What You Will Be Doing:
- Collaborate with product owners and technical leads to identify and collect requirements for next-generation AI Factories.
- Build, supervise, and complete long-term programs including schedules, resourcing, and checkpoints.
- Work with data center and hardware teams to find creative solutions to hard problems, and co-develop solutions and mitigation strategies.
- Lead planning with key internal partners on capacity demands with engineering roadmaps and data center expansions.
- Own end-to-end delivery of 100MW+ AI factory data center deployments, from construction readiness through commissioning, turn-up, and handoff to operations.
- Coordinate general contractors, colocation providers, utilities, and OEMs to align electrical/mechanical scope, long-lead equipment, and site logistics for large-scale AI cluster deployments.
- Drive integrated readiness reviews and acceptance criteria across power, liquid cooling, networking, and platform/hardware teams to ensure performance and reliability targets are met for AI factory applications.
- Develop program plans for government grants and initiatives.

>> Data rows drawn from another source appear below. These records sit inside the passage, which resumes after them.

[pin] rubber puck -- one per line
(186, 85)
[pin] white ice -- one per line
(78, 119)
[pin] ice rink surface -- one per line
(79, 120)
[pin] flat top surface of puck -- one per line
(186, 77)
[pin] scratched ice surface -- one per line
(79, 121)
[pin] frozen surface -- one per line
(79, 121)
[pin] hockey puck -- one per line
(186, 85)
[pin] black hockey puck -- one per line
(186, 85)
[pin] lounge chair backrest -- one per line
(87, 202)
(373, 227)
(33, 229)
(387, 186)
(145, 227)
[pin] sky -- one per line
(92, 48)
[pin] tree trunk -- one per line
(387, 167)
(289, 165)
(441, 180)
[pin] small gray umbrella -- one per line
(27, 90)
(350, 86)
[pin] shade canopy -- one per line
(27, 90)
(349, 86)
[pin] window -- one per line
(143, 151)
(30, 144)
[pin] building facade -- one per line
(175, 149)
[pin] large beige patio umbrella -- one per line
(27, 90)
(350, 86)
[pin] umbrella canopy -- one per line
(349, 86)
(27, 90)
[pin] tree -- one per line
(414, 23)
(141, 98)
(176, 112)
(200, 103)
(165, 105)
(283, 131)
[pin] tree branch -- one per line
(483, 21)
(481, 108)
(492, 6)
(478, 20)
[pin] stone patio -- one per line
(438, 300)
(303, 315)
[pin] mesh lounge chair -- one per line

- Translate program requirements into Basis Of Design documents
- Bring together team members and foster a collaborative approach to delivery while holding team members accountable to action items and timelines.
Requirements
- Outstanding long-term planning and execution skills to carry our data center lifecycle planning, including large-scale AI factory buildouts and expansions.

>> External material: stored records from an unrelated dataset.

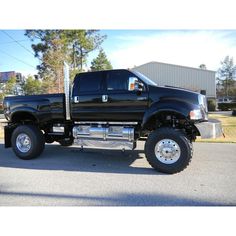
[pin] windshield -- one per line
(144, 78)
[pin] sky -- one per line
(129, 48)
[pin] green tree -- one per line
(53, 47)
(226, 76)
(101, 62)
(32, 86)
(10, 86)
(81, 43)
(52, 51)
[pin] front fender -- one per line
(171, 106)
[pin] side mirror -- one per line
(135, 85)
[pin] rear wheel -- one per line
(168, 150)
(27, 142)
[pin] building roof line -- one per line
(188, 67)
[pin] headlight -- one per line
(196, 114)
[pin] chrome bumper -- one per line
(210, 129)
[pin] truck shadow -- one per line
(120, 199)
(72, 158)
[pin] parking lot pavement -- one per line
(71, 177)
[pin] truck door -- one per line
(120, 104)
(86, 104)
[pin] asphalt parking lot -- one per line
(71, 177)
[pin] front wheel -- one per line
(27, 141)
(168, 150)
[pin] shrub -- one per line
(211, 104)
(226, 106)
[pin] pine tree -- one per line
(226, 75)
(101, 62)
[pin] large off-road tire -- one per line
(27, 142)
(168, 150)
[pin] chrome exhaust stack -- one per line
(67, 89)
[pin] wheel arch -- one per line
(178, 108)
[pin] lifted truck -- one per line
(111, 109)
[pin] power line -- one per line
(17, 59)
(17, 42)
(23, 40)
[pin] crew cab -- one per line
(111, 109)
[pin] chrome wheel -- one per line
(167, 151)
(23, 142)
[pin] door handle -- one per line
(104, 98)
(76, 99)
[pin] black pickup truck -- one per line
(112, 109)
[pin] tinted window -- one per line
(90, 82)
(118, 80)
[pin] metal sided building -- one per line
(196, 79)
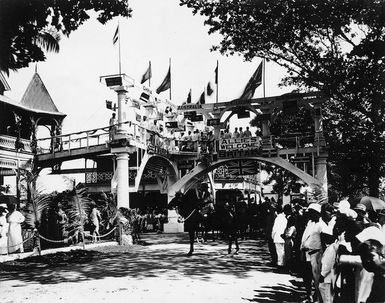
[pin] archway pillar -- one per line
(267, 141)
(319, 138)
(172, 226)
(321, 172)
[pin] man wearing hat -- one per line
(3, 229)
(311, 245)
(381, 219)
(362, 216)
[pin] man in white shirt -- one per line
(312, 246)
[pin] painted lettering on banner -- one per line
(239, 144)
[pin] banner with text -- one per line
(239, 148)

- Experience managing end-to-end data center deployments for high-density AI infrastructure, including commissioning, readiness reviews, turn-up, and operational handoff.

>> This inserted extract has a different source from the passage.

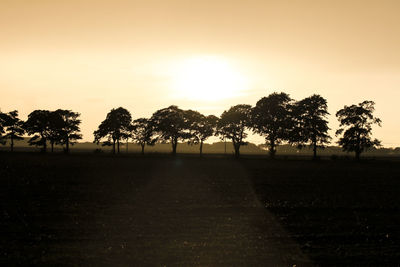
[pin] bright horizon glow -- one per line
(207, 78)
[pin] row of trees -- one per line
(54, 127)
(277, 117)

- Demonstrated ability to coordinate across colocation providers, general contractors, utilities, and OEMs to deliver complex electrical and mechanical scope (e.g., at 100MW+ campus scale).
- Strong technical and program leadership across power delivery, liquid cooling, networking, and compute/platform teams to define acceptance criteria and ensure performance and reliability targets are met.
- 12+ years of experience providing program and project management leadership for data center projects covering construction of mechanical, electrical, and plumbing with large-scale server, storage, and network deployments.
- BS or MS degree in Engineering (or equivalent experience)., * In-depth knowledge of infrastructure (hardware and software) data center facilities infrastructure (electrical and mechanical) technologies.
- Familiarity with NVIDIA's AI compute technology stack and ability to translate platform requirements into data center infrastructure designs (power delivery, liquid cooling, space, and network topology) at scale.
- Experience with colocation data center environments
Benefits & conditions
Your base salary will be determined based on your location, experience, and the pay of employees in similar positions. The base salary range is 200,000 USD - 322,000 USD.